Alive with authenticity: Vietnamese restaurant provides rich atmosphere with great service, affordable prices
Luke Rafferty | Asst. Photo Editor
From the outside, New Century Vietnamese looks more like a house.
Only the green awning above the door indicates it’s a restaurant. Once inside, the informality continues, making you feel like you’re in someone’s home. Wood on the walls mimics the landscape of Vietnam and adds to the atmosphere of authenticity.
New Century Vietnamese, located at 518 Kirkpatrick St., strikes a balance of fresh herbs, meats and spices quintessential to Vietnamese cuisine. The prices range from approximately $4 to $12 a dish – the restaurant packs a flavor punch while remaining affordable.
The service throughout dinner remained outstanding. It was the best I’ve ever had at a Vietnamese restaurant. Our water was refreshed throughout the meal, the food came out nearly 10 minutes after we ordered and we didn’t have to ask for the check when finished dining.
The menu is impressive: a sprawling list of mostly meat and seafood dishes. You have to order by number, mostly because there are so many menu items to choose from, but also because you’ll be hard-pressed to pronounce the dish’s native Vietnamese name correctly.
For an appetizer, I ordered Súp măng cua (bamboo shoots and crabmeat soup) for $3.25. The complex soup had deep flavor, each bite with multiple levels of taste: first sweet, seconds later spicy and then sweet again. For the low price, the soup enveloped plentiful tender threads of succulent crabmeat in a light broth, enhanced with scallion and egg. With few ingredients, the delicateness of the crabmeat came through.
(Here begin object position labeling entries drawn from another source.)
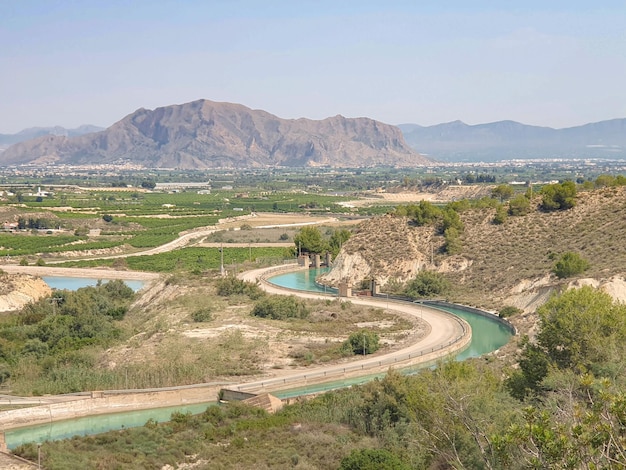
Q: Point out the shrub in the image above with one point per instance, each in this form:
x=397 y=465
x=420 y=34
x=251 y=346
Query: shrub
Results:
x=508 y=311
x=363 y=342
x=519 y=205
x=372 y=459
x=427 y=284
x=453 y=243
x=570 y=264
x=202 y=315
x=230 y=285
x=558 y=196
x=278 y=307
x=501 y=215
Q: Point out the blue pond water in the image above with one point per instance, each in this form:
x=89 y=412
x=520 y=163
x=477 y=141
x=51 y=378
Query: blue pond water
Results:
x=75 y=283
x=487 y=335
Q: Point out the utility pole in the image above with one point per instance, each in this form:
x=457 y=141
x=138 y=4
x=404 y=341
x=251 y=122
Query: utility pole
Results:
x=222 y=259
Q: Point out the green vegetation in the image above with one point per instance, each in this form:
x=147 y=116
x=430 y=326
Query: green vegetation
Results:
x=363 y=342
x=48 y=346
x=458 y=415
x=194 y=260
x=427 y=284
x=502 y=192
x=509 y=311
x=311 y=240
x=280 y=307
x=230 y=285
x=558 y=196
x=570 y=264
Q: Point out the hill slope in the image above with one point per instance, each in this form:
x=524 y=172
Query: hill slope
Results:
x=503 y=140
x=206 y=134
x=499 y=264
x=7 y=140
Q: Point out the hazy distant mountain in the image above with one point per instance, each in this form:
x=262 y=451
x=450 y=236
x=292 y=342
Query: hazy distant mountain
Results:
x=206 y=134
x=7 y=140
x=505 y=140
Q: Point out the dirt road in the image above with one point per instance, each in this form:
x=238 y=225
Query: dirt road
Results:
x=448 y=334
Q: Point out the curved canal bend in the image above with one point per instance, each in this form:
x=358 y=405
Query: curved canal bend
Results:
x=489 y=335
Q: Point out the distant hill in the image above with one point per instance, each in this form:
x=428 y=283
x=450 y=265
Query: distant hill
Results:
x=506 y=140
x=6 y=140
x=205 y=134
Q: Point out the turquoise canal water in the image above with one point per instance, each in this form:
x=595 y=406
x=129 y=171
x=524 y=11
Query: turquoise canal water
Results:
x=94 y=424
x=488 y=334
x=75 y=283
x=302 y=280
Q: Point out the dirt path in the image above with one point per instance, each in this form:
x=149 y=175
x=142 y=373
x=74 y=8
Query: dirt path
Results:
x=447 y=334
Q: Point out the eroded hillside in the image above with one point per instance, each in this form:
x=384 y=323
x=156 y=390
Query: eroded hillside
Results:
x=499 y=264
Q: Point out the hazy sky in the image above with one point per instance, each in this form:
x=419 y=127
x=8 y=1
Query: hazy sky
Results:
x=553 y=63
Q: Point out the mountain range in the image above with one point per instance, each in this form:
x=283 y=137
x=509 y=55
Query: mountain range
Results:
x=206 y=134
x=506 y=140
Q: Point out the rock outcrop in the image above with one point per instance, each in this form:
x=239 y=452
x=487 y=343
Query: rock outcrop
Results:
x=205 y=134
x=17 y=290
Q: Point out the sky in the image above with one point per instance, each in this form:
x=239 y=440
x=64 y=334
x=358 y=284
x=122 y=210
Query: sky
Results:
x=548 y=63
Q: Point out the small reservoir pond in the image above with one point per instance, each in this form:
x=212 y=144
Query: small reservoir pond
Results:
x=75 y=283
x=488 y=334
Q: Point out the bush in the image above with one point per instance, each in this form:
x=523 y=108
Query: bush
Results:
x=519 y=205
x=372 y=459
x=202 y=315
x=508 y=311
x=427 y=284
x=230 y=285
x=558 y=196
x=569 y=265
x=501 y=215
x=278 y=307
x=363 y=342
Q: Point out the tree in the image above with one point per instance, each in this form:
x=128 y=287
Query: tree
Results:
x=519 y=205
x=581 y=327
x=310 y=240
x=451 y=219
x=337 y=239
x=569 y=265
x=501 y=215
x=363 y=342
x=372 y=459
x=558 y=196
x=427 y=284
x=502 y=192
x=423 y=213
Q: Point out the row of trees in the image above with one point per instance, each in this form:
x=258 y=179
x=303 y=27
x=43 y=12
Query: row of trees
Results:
x=310 y=239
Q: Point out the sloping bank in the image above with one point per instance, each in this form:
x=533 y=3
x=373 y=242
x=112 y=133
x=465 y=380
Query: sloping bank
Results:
x=449 y=335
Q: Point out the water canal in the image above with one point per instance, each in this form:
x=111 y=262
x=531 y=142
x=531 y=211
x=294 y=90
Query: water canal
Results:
x=488 y=334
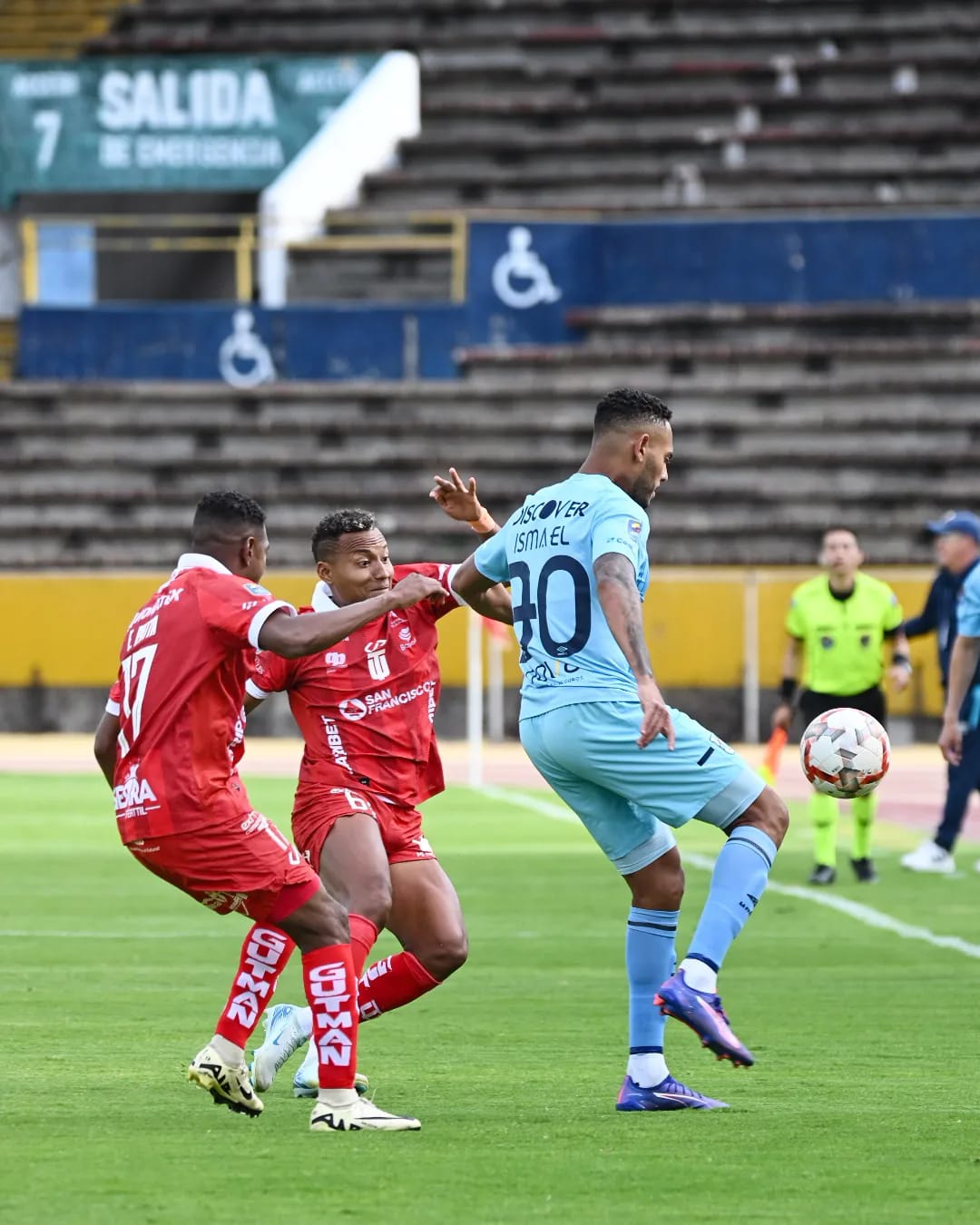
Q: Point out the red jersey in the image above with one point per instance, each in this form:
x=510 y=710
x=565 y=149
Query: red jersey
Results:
x=179 y=695
x=365 y=707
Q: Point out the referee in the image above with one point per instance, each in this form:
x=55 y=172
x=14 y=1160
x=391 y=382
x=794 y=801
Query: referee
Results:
x=839 y=622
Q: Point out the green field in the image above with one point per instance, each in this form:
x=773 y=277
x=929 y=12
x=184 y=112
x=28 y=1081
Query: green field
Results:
x=863 y=1105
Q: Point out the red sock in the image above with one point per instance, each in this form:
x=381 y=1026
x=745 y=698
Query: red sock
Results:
x=332 y=993
x=265 y=952
x=392 y=983
x=363 y=936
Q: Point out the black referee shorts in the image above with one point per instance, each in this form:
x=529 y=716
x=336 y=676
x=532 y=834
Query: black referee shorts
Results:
x=870 y=701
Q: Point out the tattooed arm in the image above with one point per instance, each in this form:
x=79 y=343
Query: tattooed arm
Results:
x=615 y=581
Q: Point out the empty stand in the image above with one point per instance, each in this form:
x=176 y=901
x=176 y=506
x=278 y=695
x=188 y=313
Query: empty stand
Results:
x=630 y=105
x=787 y=419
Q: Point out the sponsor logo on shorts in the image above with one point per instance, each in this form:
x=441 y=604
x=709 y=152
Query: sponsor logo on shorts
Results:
x=224 y=903
x=133 y=797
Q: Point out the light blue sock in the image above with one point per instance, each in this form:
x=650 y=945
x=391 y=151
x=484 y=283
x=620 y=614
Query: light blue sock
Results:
x=738 y=882
x=650 y=962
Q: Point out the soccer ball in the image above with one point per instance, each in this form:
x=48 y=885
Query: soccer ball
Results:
x=846 y=752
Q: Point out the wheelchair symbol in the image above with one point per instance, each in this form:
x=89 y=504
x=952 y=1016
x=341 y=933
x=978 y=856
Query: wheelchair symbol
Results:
x=244 y=359
x=521 y=265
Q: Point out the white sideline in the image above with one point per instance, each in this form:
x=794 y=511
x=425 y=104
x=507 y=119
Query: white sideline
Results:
x=21 y=934
x=867 y=916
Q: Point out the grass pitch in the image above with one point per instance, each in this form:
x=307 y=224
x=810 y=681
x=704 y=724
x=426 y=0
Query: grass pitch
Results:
x=863 y=1105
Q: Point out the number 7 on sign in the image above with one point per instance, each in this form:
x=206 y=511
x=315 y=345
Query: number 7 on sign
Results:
x=48 y=122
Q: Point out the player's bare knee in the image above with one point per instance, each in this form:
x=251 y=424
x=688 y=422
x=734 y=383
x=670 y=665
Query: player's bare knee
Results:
x=659 y=886
x=769 y=814
x=318 y=923
x=371 y=898
x=446 y=955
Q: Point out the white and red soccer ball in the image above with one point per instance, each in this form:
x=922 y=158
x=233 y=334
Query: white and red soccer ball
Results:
x=846 y=752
We ended up ordering that night’s special, regardless of the fact that the waiter didn’t explain what the specials were – Bánh xèo, a Vietnamese pancake for $14.95. But this Vietnamese pancake is not the pancake you know and love. Instead, it’s made of rice flour, eggs, turmeric and water. The pancake is lightly fried, producing a golden brown crust, yellow from the turmeric. To eat, you take a piece of the pancake, wrap it in lettuce leaves along with some fresh herbs and dip it in an accompanying sauce. This particular pancake was stuffed with whole shrimp, pork, mung beans, bean sprouts, scallions, and served with fresh mint leaves, cucumbers and a sweet chili sauce for dipping.
The idea of the dish was better than the passably tasty dish itself, but the sauce complemented the pork and shrimp nicely. When I tasted each component individually, I found the shrimp to be tough and the pork and pancake to be dry. The accompanying mint was delightfully fresh and unblemished. Some of the herb’s tough stem, however, was left on the leaf, which was unpleasant to eat.
Vietnamese food combines five fundamental taste elements: spicy, sour, bitter, salty and sweet, and the second main dish — Cá Kho Tộ, Catfish in a Clay Pot for $8.95 — exemplified this. The clay pot retained heat and moisture and, along with the catfish’s high fat content, made the braised fish so tender it practically melted in my mouth.
The key to the clay pot is the caramelized sugar, which created a sweet and pleasantly burnt-tasting sauce — sauce so good I could’ve eaten it by itself. Flavored with plenty of chili, this dish is not for those scared of heat. The Cá Kho Tộ was served with rice, perfect for eating and soaking up the remaining sauce. If I hadn’t been so full, I’d have been apt to ask for another order.
New Century Vietnamese also has a beer and wine list and an additional extensive beverage list, ranging from Vietnamese coffee to salted lime juice to your standard soda. Fret not; there are dessert selections too. I had my eye on a pudding containing gingko nuts.
Although I cannot gauge the authenticity of the food compared to other restaurants, most New Century Vietnamese diners were Vietnamese.
For the price, New Century Vietnamese is a definite go-to. From the amiable service to the chopsticks they use — not the cheap take-out ones — the restaurant makes you feel comfortable from the get-go and in for a special and distinctive experience. You’re transported to Vietnam, well, at least for the few minutes it takes to scrape your bowl clean.